% File src/library/parallel/man/clusterApply.Rd
% Part of the R package, http://www.R-project.org
% Copyright 2003-2012 R Core Team
% Distributed under GPL 2 or later

\newcommand{\CRANpkg}{\href{http://CRAN.R-project.org/package=#1}{\pkg{#1}}}

\name{clusterApply}

\alias{clusterApply}
\alias{clusterApplyLB}
\alias{clusterCall}
\alias{clusterEvalQ}
\alias{clusterExport}
\alias{clusterMap}
\alias{clusterSplit}
\alias{parApply}
\alias{parCapply}
\alias{parLapply}
\alias{parRapply}
\alias{parSapply}
\alias{parLapplyLB}
\alias{parSapplyLB}

\title{Apply Operations using Clusters}
\description{
  These functions provide several ways to parallelize computations using
  a cluster.
}
\usage{
clusterCall(cl = NULL, fun, ...)
clusterApply(cl = NULL, x, fun, ...)
clusterApplyLB(cl = NULL, x, fun, ...)
clusterEvalQ(cl = NULL, expr)
clusterExport(cl = NULL, varlist, envir = .GlobalEnv)
clusterMap(cl = NULL, fun, ..., MoreArgs = NULL, RECYCLE = TRUE,
           SIMPLIFY = FALSE, USE.NAMES = TRUE,
           .scheduling = c("static", "dynamic"))
clusterSplit(cl = NULL, seq)

parLapply(cl = NULL, X, fun, ...)
parSapply(cl = NULL, X, FUN, ..., simplify = TRUE,
          USE.NAMES = TRUE)
parApply(cl = NULL, X, MARGIN, FUN, ...)
parRapply(cl = NULL, x, FUN, ...)
parCapply(cl = NULL, x, FUN, ...)

parLapplyLB(cl = NULL, X, fun, ...)
parSapplyLB(cl = NULL, X, FUN, ..., simplify = TRUE,
            USE.NAMES = TRUE)
}
\arguments{
  \item{cl}{a cluster object, created by this package or by package
    \CRANpkg{snow}.  If \code{NULL}, use the registered default cluster.}
  \item{fun, FUN}{function or character string naming a function.}
  \item{expr}{expression to evaluate.}
  \item{seq}{vector to split.}
  \item{varlist}{character vector of names of objects to export.}
  \item{envir}{environment from which t export variables}
  \item{x}{a vector for \code{clusterApply} and \code{clusterApplyLB}, a
    matrix for \code{parRapply} and \code{parCapply}.}
  \item{...}{additional arguments to pass to \code{fun} or \code{FUN}:
    beware of partial matching to earlier arguments.}
  \item{MoreArgs}{additional arguments for \code{fun}.}
  \item{RECYCLE}{logical; if true shorter arguments are recycled.}
  \item{X}{A vector (atomic or list) for \code{parLapply} and
    \code{parSapply}, an array for \code{parApply}.}
  \item{MARGIN}{vector specifying the dimensions to use.}
  \item{simplify, USE.NAMES}{logical; see \code{\link{sapply}}.}
  \item{SIMPLIFY}{logical; see \code{\link{mapply}}.}
  \item{.scheduling}{should tasks be statically allocated to nodes or
    dynamic load-balancing used?}
}
\details{
  \code{clusterCall} calls a function \code{fun} with identical
  arguments \code{...} on each node.

  \code{clusterEvalQ} evaluates a literal expression on each cluster
  node.  It is a parallel version of \code{\link{evalq}}, and is a
  convenience function invoking \code{clusterCall}.
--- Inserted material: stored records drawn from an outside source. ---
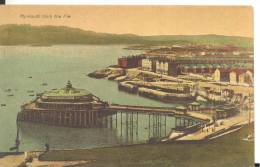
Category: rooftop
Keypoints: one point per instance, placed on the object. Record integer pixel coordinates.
(68, 91)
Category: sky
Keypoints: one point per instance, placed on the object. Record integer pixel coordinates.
(140, 20)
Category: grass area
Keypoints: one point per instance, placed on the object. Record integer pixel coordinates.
(228, 151)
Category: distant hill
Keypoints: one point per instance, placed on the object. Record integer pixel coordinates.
(12, 34)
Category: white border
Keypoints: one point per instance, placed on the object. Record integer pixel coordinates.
(254, 3)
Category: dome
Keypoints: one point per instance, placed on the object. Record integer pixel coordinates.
(68, 92)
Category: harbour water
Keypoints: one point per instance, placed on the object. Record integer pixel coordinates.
(27, 70)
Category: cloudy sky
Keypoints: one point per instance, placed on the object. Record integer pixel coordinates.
(141, 20)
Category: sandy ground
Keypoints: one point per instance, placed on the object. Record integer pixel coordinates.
(11, 160)
(37, 163)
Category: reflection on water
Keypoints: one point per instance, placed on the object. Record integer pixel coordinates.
(120, 128)
(34, 136)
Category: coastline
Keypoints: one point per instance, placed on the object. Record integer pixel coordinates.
(171, 154)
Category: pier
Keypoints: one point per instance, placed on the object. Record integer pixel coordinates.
(157, 110)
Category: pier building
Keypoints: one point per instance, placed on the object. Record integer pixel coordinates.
(68, 106)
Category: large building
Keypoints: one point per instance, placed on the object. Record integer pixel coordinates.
(130, 61)
(64, 107)
(229, 69)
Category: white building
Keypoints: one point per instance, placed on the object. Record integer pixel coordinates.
(162, 67)
(216, 75)
(147, 64)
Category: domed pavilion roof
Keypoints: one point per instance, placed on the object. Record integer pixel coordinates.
(69, 92)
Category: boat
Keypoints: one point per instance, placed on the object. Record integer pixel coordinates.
(8, 90)
(249, 137)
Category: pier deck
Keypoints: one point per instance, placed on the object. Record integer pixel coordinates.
(158, 110)
(240, 119)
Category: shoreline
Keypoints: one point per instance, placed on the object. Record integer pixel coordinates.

  \code{clusterApply} calls \code{fun} on the first node with
  arguments \code{seq[[1]]} and \code{...}, on the second node with
  \code{seq[[2]]} and \code{...}, and so on, recycling nodes as needed.

  \code{clusterApplyLB} is a load balancing version of
  \code{clusterApply}.  If the length \code{p} of \code{seq} is not
  greater than the number of nodes \code{n}, then a job is sent to
  \code{p} nodes.  Otherwise the first \code{n} jobs are placed in order
  on the \code{n} nodes.  When the first job completes, the next job is
  placed on the node that has become free; this continues until all jobs
  are complete.  Using \code{clusterApplyLB} can result in better
  cluster utilization than using \code{clusterApply}, but increased
  communication can reduce performance.  Furthermore, the node that
  executes a particular job is non-deterministic.

  \code{clusterMap} is a multi-argument version of \code{clusterApply},
  analogous to \code{\link{mapply}} and \code{\link{Map}}.  If
  \code{RECYCLE} is true shorter arguments are recycled (and either none
  or all must be of length zero); otherwise, the result length is the
  length of the shortest argument.  Nodes are recycled if the length of
  the result is greater than the number of nodes.  (\code{mapply} always
  uses \code{RECYCLE = TRUE}, and has argument \code{SIMPLIFY = TRUE}.
  \code{Map} always uses \code{RECYCLE = TRUE}.)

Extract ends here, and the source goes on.